GDPR – Can I Process Next of Kin Details?
Under current data protection laws, it is fine for an organisation to keep emergency contact details. The GDPR will remain reasonably similar, allowing organisations to process next of kin details, including in-death-beneficiary and emergency contact details under legitimate interest processing rules or lawful bases [See article 6]. Further information is available about this in the ICO guide to legitimate interest processing.
As the organisation, legitimate interest processing places the burden of protecting individuals on you. Undertaking a risk/benefits analysis and devising appropriate mitigations might help you gain clarity on what you should and shouldn’t be processing. The CIPL (Centre for Information Policy Leadership) state, “the legitimate interests to be considered may include the interests of the controller, other controller(s), groups of individuals and society as a whole.”
It is unreasonable to expect that consent can always be gained for next of kin data processing, especially in the circumstances of in-death beneficiary.
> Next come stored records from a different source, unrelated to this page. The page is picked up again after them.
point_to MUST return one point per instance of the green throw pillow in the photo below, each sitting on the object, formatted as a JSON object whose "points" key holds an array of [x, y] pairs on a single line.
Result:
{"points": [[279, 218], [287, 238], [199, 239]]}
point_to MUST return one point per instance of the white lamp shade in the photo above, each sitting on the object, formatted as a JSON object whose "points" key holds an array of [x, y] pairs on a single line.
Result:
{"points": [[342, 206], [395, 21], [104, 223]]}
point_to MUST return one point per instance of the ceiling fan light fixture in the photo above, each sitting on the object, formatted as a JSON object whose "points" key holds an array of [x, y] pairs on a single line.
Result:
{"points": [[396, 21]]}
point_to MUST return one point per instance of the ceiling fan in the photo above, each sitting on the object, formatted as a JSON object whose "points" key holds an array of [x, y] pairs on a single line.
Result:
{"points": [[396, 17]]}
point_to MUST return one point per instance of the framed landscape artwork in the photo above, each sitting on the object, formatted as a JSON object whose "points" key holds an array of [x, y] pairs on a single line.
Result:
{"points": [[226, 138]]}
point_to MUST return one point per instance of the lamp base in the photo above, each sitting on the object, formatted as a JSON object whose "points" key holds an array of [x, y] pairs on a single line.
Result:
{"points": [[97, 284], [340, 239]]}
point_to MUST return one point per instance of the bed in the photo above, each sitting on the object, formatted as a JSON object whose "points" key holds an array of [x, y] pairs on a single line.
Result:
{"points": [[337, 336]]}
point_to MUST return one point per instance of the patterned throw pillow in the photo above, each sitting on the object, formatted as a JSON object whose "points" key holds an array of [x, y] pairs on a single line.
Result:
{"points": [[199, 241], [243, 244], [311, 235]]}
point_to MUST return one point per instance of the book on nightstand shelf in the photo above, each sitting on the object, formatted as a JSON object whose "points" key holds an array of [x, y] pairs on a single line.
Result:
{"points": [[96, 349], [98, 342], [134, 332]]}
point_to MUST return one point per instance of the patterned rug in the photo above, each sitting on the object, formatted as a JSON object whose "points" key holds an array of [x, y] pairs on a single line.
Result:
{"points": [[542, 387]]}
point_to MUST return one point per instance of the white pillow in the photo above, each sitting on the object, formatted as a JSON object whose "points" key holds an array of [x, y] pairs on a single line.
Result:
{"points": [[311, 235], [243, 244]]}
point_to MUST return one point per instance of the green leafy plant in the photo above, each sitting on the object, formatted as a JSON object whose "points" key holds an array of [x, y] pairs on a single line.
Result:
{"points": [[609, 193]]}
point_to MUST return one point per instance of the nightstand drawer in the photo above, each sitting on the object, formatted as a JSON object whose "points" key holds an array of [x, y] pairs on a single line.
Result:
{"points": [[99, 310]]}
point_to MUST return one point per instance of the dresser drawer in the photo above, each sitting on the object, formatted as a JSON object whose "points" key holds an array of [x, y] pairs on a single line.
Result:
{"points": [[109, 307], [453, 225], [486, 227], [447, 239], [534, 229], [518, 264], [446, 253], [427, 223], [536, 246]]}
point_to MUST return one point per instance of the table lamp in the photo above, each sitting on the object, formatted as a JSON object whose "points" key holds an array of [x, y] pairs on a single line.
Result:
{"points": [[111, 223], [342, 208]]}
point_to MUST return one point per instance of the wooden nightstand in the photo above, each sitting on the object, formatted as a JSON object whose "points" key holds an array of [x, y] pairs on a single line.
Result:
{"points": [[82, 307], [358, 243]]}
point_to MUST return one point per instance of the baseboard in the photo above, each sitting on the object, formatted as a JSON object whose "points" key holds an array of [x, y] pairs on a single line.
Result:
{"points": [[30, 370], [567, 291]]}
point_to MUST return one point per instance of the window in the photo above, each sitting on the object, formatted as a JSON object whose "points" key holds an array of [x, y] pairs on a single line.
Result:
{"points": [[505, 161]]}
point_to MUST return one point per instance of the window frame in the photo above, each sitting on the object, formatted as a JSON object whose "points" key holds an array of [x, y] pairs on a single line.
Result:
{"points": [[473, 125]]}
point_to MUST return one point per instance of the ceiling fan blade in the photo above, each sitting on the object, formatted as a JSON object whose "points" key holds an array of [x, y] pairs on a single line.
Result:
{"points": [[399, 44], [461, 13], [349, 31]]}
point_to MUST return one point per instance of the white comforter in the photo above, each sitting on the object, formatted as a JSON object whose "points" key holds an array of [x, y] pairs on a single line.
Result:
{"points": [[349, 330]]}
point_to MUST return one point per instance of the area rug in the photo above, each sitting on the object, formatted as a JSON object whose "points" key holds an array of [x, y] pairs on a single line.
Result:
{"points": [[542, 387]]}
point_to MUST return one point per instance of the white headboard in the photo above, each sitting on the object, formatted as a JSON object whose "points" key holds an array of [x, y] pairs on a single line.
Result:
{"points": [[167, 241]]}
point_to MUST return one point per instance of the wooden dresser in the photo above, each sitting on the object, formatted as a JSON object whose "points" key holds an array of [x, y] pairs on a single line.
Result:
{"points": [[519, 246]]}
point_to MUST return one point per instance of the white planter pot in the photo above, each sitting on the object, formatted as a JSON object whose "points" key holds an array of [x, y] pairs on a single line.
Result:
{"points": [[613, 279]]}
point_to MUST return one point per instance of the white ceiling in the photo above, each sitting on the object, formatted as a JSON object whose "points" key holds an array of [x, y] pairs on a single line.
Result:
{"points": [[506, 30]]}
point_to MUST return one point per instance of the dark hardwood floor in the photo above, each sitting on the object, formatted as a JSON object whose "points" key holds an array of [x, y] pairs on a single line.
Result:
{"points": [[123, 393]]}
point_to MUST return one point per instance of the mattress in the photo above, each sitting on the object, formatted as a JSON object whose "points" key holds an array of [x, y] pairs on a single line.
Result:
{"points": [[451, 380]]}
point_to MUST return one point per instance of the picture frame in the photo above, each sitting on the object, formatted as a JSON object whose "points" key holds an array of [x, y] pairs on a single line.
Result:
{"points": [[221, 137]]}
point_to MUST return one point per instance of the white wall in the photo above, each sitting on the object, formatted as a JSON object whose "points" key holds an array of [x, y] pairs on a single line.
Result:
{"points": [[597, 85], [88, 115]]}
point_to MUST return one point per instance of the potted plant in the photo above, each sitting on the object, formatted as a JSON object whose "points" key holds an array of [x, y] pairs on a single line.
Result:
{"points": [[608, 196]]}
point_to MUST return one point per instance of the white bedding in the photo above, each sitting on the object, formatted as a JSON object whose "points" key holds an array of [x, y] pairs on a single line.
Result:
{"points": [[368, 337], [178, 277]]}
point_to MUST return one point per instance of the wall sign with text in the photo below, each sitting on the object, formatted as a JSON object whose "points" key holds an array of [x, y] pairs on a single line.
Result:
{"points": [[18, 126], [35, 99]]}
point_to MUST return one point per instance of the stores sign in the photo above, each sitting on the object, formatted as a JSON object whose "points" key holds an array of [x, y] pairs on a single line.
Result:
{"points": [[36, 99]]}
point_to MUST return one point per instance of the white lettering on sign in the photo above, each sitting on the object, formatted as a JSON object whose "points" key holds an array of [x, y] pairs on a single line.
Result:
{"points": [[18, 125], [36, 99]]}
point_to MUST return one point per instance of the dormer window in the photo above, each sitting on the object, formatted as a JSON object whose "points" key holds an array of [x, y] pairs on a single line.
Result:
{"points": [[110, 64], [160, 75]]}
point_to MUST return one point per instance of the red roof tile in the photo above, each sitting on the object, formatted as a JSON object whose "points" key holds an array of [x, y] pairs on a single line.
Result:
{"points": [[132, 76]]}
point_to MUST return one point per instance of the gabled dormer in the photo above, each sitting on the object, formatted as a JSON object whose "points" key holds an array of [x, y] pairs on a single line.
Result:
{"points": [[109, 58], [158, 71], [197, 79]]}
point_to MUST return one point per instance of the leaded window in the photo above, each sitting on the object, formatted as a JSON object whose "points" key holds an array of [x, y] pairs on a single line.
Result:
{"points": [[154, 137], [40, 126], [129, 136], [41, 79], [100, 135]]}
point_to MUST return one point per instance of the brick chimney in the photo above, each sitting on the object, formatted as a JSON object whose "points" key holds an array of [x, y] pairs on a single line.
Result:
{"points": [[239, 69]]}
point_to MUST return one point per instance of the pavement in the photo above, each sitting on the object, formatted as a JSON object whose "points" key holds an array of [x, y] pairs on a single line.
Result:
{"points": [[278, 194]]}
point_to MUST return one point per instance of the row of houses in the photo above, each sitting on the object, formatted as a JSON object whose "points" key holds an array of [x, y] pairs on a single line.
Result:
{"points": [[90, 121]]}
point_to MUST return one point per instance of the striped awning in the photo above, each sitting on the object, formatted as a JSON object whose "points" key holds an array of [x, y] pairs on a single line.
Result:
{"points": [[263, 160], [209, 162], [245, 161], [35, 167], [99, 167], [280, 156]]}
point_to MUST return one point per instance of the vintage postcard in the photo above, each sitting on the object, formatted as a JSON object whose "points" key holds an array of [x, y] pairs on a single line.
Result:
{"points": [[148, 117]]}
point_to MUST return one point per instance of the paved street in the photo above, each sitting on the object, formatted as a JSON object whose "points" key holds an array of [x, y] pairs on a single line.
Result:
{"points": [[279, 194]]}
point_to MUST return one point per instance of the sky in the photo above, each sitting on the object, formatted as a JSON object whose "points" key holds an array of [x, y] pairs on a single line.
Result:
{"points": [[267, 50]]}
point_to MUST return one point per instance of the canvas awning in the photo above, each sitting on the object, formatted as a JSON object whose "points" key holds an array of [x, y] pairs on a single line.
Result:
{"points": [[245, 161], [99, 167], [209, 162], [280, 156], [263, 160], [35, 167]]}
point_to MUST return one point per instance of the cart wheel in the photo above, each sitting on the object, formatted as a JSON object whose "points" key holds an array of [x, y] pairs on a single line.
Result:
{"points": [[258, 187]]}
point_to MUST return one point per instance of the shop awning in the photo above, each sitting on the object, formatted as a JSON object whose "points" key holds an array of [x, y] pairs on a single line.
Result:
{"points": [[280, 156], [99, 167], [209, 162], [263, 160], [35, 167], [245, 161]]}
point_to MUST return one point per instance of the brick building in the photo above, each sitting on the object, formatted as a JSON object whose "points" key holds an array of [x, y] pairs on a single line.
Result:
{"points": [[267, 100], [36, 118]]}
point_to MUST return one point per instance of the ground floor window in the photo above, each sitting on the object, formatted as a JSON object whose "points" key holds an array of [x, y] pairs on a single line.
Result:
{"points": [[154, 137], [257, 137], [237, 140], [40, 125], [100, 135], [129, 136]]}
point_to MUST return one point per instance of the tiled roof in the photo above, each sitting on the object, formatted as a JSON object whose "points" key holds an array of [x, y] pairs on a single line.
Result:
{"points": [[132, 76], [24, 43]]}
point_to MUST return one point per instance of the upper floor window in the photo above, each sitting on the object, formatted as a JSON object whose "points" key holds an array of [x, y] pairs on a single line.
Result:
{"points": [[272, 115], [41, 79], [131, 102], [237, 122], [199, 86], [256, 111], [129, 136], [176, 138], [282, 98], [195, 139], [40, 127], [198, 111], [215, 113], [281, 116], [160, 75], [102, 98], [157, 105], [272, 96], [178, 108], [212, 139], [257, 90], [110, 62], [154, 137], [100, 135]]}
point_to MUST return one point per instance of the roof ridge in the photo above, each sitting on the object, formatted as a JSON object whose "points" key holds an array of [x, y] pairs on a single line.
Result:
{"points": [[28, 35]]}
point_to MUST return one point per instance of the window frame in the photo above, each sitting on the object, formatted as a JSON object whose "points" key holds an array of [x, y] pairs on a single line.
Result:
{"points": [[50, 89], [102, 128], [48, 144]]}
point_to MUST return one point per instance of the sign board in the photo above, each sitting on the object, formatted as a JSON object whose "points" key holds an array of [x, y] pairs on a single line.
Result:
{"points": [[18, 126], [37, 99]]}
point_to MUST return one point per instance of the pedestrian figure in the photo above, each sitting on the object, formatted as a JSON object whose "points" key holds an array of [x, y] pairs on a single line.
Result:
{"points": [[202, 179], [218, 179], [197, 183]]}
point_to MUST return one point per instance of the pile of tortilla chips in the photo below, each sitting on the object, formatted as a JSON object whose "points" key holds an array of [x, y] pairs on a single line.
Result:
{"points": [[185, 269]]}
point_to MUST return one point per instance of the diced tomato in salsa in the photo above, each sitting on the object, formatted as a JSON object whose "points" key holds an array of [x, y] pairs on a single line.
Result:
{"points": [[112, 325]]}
It is reasonable to assume that it is in a person’s best interest to have their data processed as the beneficiary, therefore there is a legitimate interest to process their personal data. However, be mindful that if the next of kin or beneficiary is a child, then extra steps must be taken to safeguard them when processing their data.
Note: Only children over the age of 13 can give their own consent – if you are processing data for a child under 13 years old, consented by the child’s parent, you do not need consent from the child. The GDPR is clear you must give extra weight to protecting children’s data. See the ICO guide on Children and the GDPR for extra information.
The Three-Step Test for Legitimate Interest
Legitimate interest requires an assessment and balancing of the risks and benefits of processing. The ICO suggest conducting a legitimate interest assessment (LIA), otherwise known as the “three-step test” for determining if your legitimate interests are valid for processing data.
First, identify the legitimate interest(s). Consider:
- Why do you want to process the data – what are you trying to achieve?
- Who benefits from the processing? In what way?
- Are there any wider public benefits to the processing?
- How important are those benefits?
- What would the impact be if you couldn’t go ahead?
- Would your use of the data be unethical or unlawful in any way?
Second, apply the necessity test. Consider:
- Does this processing actually help to further that interest?
- Is it a reasonable way to go about it?
- Is there another less intrusive way to achieve the same result?
Third, do a balancing test. Consider the impact of your processing and whether this overrides the interest you have identified. You might find it helpful to think about the following:
- What is the nature of your relationship with the individual?
- Is any of the data particularly sensitive or private?
- Would people expect you to use their data in this way?
- Are you happy to explain it to them?
- Are some people likely to object or find it intrusive?
- What is the possible impact on the individual?
- How big an impact might it have on them?
- Are you processing children’s data?
- Are any of the individuals vulnerable in any other way?
- Can you adopt any safeguards to minimise the impact?
- Can you offer an opt-out?
To help demonstrate compliance, you should keep a log of legitimate interest assessments to show you have a decision-making process in place. This will help defend your case for data processing if you receive any complaints. If your organisation has more than 250 employees you must record all of your data processing activities anyway. However, if you have less than 250 employees, then you only need to record data processing activities that are:
- Are not occasional; or
- Could result in a risk to the rights and freedoms of individuals; or
- Involve the processing of special categories of data or criminal conviction and offence data.
Ultimately when the LIA is complete, you should be able to determine whether or not there is a legitimate interest for data processing, and you should be confident going forward with processing if the legitimate interest exists.
How long should next of kin data be kept for?
The ICO states that if an individual leaves employment, then “personal data that is unlikely to be needed again should be removed from the organisation’s records – such as the individual’s emergency contact details, previous addresses, or death-in-service beneficiary details.” Be careful selecting which information you keep or delete, and ensure you remain in line with the law.
This article is not intended to be legal advice. Please seek professional legal advice specific to your circumstances to make sure you are compliant with the law.